At around midnight UTC Banque Populaire put in another hitch south, gybing back on to a northeasterly heading at around 0400 this morning. Hopefully now she will be clear to lay Cape Horn in decent breeze, although the remnants of the ridge look set to continue following her. Touch wood, Banque Populaire will be rounding Cape Horn tomorrow afternoon UTC in a ESEerly breeze that is forecast to build to 30+ knots and veer slightly.
"It is a little slow and it is very Southern," said skipper Loick Peyron of their route yesterday. "We will be at a little more than 61°S in a short time and just a few months go we were at 61°N when we sailed around Great Britain. The water is 4°C, but there is good visibility, little wind and as a result not too much danger."

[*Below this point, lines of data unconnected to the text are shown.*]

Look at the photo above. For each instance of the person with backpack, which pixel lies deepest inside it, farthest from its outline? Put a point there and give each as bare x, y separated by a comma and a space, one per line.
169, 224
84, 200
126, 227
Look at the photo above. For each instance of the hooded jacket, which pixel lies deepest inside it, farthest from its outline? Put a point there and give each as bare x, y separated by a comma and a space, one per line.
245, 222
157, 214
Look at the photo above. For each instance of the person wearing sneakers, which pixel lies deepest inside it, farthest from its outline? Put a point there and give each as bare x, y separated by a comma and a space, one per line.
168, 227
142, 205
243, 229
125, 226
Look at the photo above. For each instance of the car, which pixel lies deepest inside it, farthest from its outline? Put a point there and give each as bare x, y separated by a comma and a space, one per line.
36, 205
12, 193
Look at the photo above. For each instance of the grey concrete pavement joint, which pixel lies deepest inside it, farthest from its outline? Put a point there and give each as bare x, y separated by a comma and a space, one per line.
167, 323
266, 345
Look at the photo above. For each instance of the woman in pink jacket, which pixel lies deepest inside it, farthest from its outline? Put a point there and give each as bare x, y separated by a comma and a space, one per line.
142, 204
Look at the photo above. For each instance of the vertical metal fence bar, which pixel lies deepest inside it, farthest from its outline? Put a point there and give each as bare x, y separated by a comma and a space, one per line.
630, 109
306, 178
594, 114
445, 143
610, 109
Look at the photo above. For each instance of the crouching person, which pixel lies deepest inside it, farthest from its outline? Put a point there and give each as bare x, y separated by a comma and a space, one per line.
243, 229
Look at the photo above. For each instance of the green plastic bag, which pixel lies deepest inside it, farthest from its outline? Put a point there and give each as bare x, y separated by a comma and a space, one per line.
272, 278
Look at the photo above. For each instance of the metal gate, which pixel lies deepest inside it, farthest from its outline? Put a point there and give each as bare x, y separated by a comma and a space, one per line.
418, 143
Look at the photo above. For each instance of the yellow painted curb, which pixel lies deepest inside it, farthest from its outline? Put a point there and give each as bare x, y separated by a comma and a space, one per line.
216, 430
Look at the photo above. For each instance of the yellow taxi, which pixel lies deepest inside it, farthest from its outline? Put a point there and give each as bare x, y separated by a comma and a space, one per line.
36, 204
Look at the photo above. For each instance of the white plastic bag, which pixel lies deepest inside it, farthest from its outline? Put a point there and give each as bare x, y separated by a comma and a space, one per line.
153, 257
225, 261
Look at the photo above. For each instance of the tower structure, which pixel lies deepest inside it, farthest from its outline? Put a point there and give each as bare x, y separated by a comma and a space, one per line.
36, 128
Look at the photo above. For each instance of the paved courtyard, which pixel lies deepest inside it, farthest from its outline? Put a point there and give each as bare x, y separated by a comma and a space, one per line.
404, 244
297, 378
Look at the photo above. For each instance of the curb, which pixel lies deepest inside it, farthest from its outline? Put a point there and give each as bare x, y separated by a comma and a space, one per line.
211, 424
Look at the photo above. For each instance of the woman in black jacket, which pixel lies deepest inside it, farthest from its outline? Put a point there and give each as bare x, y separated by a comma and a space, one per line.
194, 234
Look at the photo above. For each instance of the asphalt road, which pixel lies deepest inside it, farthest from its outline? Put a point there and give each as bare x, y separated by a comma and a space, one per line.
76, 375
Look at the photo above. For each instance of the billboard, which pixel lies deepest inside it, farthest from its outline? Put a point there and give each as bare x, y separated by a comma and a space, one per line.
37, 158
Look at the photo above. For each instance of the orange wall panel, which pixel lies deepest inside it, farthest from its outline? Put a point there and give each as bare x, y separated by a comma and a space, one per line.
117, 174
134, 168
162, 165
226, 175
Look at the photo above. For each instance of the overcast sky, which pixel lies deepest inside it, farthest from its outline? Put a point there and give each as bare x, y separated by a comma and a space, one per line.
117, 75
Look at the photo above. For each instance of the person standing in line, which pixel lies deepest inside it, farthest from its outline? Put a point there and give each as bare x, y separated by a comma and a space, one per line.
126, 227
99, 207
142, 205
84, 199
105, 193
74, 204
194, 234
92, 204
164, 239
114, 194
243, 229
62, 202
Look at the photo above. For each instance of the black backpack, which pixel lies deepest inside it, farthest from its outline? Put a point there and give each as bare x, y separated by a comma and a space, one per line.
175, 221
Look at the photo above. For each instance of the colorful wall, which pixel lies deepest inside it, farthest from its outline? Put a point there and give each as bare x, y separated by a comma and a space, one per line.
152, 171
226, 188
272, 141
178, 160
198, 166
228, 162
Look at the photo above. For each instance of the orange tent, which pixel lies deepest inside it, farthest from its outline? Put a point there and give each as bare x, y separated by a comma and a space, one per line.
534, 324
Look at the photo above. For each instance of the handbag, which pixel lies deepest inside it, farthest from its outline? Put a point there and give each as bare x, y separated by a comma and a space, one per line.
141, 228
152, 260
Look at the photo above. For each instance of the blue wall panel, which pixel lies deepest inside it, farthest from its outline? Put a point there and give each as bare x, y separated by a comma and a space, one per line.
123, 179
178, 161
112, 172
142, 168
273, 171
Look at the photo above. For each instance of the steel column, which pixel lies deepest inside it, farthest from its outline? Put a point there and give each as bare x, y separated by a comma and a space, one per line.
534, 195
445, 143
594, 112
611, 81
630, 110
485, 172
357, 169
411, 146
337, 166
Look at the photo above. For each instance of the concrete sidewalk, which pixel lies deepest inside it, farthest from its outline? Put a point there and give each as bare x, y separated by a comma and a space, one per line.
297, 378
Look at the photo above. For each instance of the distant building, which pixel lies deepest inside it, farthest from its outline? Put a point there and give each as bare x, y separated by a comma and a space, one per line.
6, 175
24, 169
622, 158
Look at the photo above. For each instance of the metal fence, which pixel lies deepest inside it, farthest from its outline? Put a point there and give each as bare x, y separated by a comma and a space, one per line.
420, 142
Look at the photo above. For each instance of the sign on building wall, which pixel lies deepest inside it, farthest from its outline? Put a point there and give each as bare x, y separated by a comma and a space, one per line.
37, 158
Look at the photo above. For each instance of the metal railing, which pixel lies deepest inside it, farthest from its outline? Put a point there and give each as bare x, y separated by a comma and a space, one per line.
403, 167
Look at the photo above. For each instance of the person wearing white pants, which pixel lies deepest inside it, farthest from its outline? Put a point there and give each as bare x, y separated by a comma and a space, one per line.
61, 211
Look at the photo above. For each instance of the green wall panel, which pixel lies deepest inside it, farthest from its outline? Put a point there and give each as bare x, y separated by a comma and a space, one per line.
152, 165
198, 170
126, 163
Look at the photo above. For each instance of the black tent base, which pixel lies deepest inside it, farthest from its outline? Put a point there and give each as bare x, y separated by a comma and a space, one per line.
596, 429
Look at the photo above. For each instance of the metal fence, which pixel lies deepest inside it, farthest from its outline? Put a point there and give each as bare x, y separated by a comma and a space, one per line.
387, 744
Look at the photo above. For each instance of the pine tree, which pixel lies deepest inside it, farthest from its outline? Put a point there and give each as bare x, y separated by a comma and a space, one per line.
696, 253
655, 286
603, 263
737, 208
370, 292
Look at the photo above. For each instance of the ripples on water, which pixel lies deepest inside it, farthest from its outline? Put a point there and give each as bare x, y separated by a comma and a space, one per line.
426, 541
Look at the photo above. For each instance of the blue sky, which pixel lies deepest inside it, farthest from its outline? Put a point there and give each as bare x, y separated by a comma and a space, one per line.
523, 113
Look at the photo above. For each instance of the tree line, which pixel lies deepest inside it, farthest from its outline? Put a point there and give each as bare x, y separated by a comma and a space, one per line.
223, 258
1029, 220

"Frankly it will be better for the 24 hours coming into the Horn. It might even be a bit lively. I have a little dilemma right now, do we pass near the Horn, at the request of half of the crew who have never seen it - it would be very nice grant this wish - but on the other hand, if there is 35/40 knots of wind I won't be that keen. We'll see in the next few hours but it may be that we miss the Horn for reasons of safety. Just off the Horn, the sea bottom rises quickly and the waves can be brutal."